The developer at that time had not closed on the crater and former bank site, and the conversation is very preliminary and tentative. But at least it is starting!

In the packet for this month is also a memo proposing a well at the northeast corner of the intersection of Patterson and Second in West Salem for a sculpture installation.

This seems to exemplify the approach of ornamenting a slack and empty sidwalk space rather than boosting an already lively space. We should put art where we know people will see it, not where we hope people might see it!

About both, the reliefs and the sculpture well, there will certainly be more to say as plans mature.

The Public Art Commission meets on Tuesday the 14th at 3:30pm.

Sunday, August 11, 2024

Renovation at the German Baptist Church and the Planning Commission

The renovated German Baptist Church on Cottage & D Streets has been in the news early this month. A week or so ago DevNW held an open house for the new housing and Salem Reporter had a note this past week, "Veterans housing opens in Grant Neighborhood."

Cottage & D (but closed the corner entry, alas)

Of much lesser importance than the facts of housing and for veterans, but interesting and significant nonetheless, are three interpretive history panels on Cottage Street.

Church building history

There's only so much you can say and show, and the panels seemed to strike a reasonable balance. The second one even hightlighted conflict, with a section "contested homelands."

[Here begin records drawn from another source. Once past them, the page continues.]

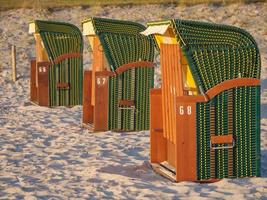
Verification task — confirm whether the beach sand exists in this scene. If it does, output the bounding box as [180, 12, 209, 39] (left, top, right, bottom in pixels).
[0, 3, 267, 200]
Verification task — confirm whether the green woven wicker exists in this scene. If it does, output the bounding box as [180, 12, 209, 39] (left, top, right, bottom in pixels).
[34, 20, 83, 106]
[149, 19, 261, 180]
[84, 18, 154, 131]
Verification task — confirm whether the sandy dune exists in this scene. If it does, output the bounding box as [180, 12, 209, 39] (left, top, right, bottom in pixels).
[0, 3, 267, 199]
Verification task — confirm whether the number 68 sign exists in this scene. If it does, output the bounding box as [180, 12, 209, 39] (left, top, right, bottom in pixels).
[178, 106, 192, 115]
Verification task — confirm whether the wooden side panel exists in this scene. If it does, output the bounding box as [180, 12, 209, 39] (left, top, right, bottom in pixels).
[94, 72, 109, 131]
[83, 70, 94, 124]
[90, 36, 107, 105]
[34, 33, 49, 62]
[160, 44, 183, 167]
[30, 59, 37, 102]
[150, 89, 167, 163]
[176, 101, 197, 181]
[37, 62, 49, 106]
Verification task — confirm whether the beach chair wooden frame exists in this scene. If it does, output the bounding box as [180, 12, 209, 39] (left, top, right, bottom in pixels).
[143, 20, 260, 182]
[83, 18, 154, 131]
[29, 20, 83, 107]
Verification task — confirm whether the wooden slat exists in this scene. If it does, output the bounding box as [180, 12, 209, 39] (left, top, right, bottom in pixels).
[176, 78, 260, 102]
[82, 70, 94, 124]
[150, 89, 167, 163]
[91, 36, 109, 105]
[160, 44, 183, 169]
[115, 61, 154, 74]
[227, 90, 234, 178]
[30, 59, 37, 102]
[37, 62, 50, 106]
[57, 83, 70, 89]
[53, 52, 82, 64]
[119, 99, 135, 107]
[94, 72, 109, 131]
[210, 105, 216, 179]
[176, 101, 197, 181]
[210, 134, 233, 144]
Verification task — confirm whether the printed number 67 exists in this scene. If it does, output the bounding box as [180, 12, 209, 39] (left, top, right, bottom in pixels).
[179, 106, 192, 115]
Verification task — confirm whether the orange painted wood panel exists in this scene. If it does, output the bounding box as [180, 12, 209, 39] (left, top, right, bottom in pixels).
[83, 70, 94, 124]
[37, 62, 49, 106]
[150, 89, 167, 163]
[94, 72, 109, 131]
[30, 59, 37, 102]
[176, 102, 197, 181]
[115, 61, 154, 74]
[91, 36, 107, 105]
[57, 82, 70, 89]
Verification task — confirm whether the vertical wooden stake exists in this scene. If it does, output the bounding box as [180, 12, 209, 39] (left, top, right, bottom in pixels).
[11, 45, 17, 82]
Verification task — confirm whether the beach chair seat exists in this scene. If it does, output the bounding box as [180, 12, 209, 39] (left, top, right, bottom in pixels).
[143, 19, 261, 182]
[83, 18, 154, 131]
[29, 20, 83, 107]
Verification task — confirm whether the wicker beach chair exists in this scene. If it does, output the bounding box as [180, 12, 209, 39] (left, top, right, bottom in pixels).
[143, 20, 261, 182]
[83, 18, 154, 131]
[29, 20, 83, 107]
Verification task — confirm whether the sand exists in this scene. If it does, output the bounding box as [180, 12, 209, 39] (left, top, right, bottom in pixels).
[0, 3, 267, 200]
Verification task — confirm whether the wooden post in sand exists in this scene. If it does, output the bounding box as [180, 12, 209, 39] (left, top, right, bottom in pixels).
[11, 45, 17, 82]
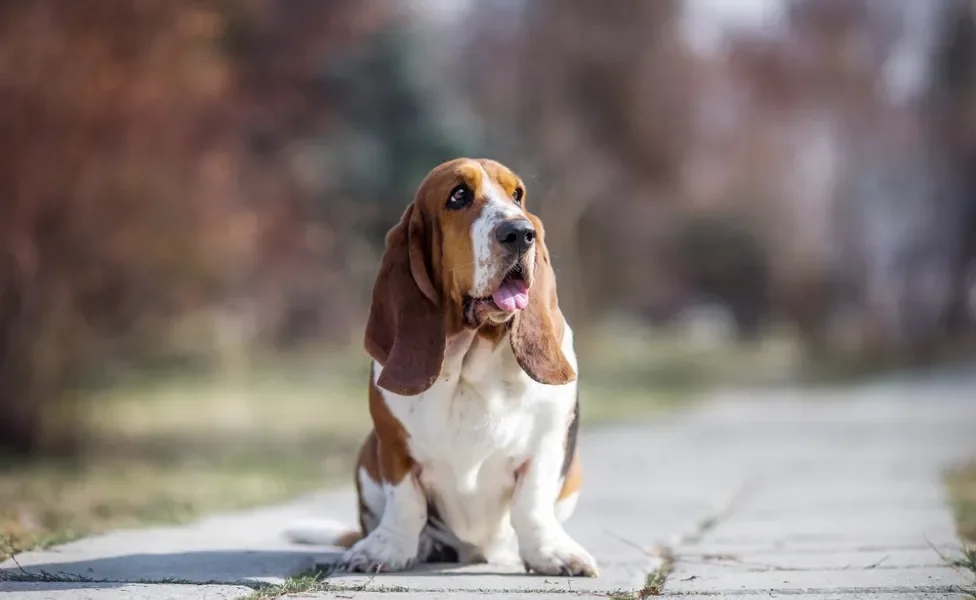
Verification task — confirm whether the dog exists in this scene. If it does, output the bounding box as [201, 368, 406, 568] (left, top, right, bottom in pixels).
[290, 158, 598, 577]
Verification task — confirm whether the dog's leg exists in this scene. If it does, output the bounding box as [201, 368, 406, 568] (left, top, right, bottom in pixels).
[512, 435, 598, 577]
[340, 452, 427, 572]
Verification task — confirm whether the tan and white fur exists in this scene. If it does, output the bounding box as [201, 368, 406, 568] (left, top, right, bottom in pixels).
[289, 158, 598, 576]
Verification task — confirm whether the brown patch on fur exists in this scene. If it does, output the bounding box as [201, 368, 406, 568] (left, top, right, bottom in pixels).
[364, 204, 445, 396]
[369, 368, 414, 485]
[364, 158, 522, 396]
[355, 430, 380, 535]
[512, 215, 576, 385]
[557, 453, 583, 500]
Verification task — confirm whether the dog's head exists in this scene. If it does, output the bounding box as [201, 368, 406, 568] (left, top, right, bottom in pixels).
[365, 158, 576, 395]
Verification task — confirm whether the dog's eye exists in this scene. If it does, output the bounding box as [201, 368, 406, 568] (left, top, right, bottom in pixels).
[447, 184, 474, 210]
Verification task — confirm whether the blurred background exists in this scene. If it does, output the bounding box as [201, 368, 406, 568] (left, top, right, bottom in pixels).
[0, 0, 976, 558]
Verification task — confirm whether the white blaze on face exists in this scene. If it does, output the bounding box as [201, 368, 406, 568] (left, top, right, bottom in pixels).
[471, 166, 534, 298]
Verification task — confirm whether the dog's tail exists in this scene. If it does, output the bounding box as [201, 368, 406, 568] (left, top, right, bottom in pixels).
[285, 519, 363, 548]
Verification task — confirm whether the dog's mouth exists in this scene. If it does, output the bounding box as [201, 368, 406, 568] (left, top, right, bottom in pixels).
[464, 262, 530, 327]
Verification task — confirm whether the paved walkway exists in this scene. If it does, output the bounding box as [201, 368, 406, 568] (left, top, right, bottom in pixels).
[0, 374, 976, 600]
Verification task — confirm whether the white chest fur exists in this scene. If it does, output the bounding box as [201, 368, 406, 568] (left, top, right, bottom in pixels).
[373, 326, 577, 550]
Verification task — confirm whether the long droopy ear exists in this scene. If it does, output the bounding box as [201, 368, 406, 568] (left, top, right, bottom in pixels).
[364, 204, 445, 396]
[511, 215, 576, 385]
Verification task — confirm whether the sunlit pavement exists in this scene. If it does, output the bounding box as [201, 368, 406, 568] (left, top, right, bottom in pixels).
[0, 370, 976, 600]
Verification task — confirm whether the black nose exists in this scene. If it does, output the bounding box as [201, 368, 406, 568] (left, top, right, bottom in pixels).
[495, 219, 535, 252]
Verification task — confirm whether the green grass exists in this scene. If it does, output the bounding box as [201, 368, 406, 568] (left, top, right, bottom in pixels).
[0, 328, 782, 559]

Through the Donation Land Claim Act, the government allowed non-natives to "claim" lands in Kalapuya territories.

Larger site context

Still, there might be adjustments to make in future interpretive signs. David Lewis has a discussion of the problem in "Integrating Tribal Perspectives into an Oregon Trail history."

Thursday, August 8, 2024

History of McKay Chevrolet Deserves more Attention

On Sunday the paper had a story about expansion by a long-time auto dealership.

August 21st, 1927

On Sunday

Even as something of a puff piece and advertiser service, it benefited from a long-time reporter, and had a short history section in it, "McKay Chevrolet opened in Salem in 1927."

August 28th, 1927

But there is so much more to say about Douglas McKay, who as Mayor, State Legislator, then Governor, and finally Secretary of the Interior under President Eisenhower, was very likely the most powerful car dealer in Salem, shaping Salem in ways we have not really surfaced and made very explicit.

Friday, August 2, 2024

Salem-Keizer Transportation Safety Plan needs more on Speed, not just Speeding

Yesterday our Metropolitan Planning Organization announced the release of the draft Metropolitan Transportation Safety Action Plan.

On Monday they will start taking comment on it.

We will have an online Open House outlining the major plan elements and asking for your feedback which will be listed here when open. The Open House runs August 5th through August 14th.
Draft Plan, August 2024

While one of its 16 recommendations is for more automated photo speed enforcement, it does not give enough attention to speed generally, including lawful, posted speed. The seed of the idea is there, but it is not developed and centered enough.

"Kinetic energy" sounds like military talk

The plan employs a "safe system" structure, which on the whole is a positive development. But it still bogs down sometimes in jargon, and this often corresponds to weakness in the analysis itself. One moment of jargon is the shift from talking about speed to "kinetic energy." From a pure scientific description of the energy in collisions this might be reasonable, but it also sounds like something borrowed from military jargon and a euphemism for warfare.

When we talk about speed and anything kinetic, we are talking about the speed of drivers and cars. We are not talking about the kinetic energy of a person on foot or even a person on bike. This jargon obfuscates, and diffuses responsibility from the drivers and the safe operation of motor vehicles onto "shared responsibility."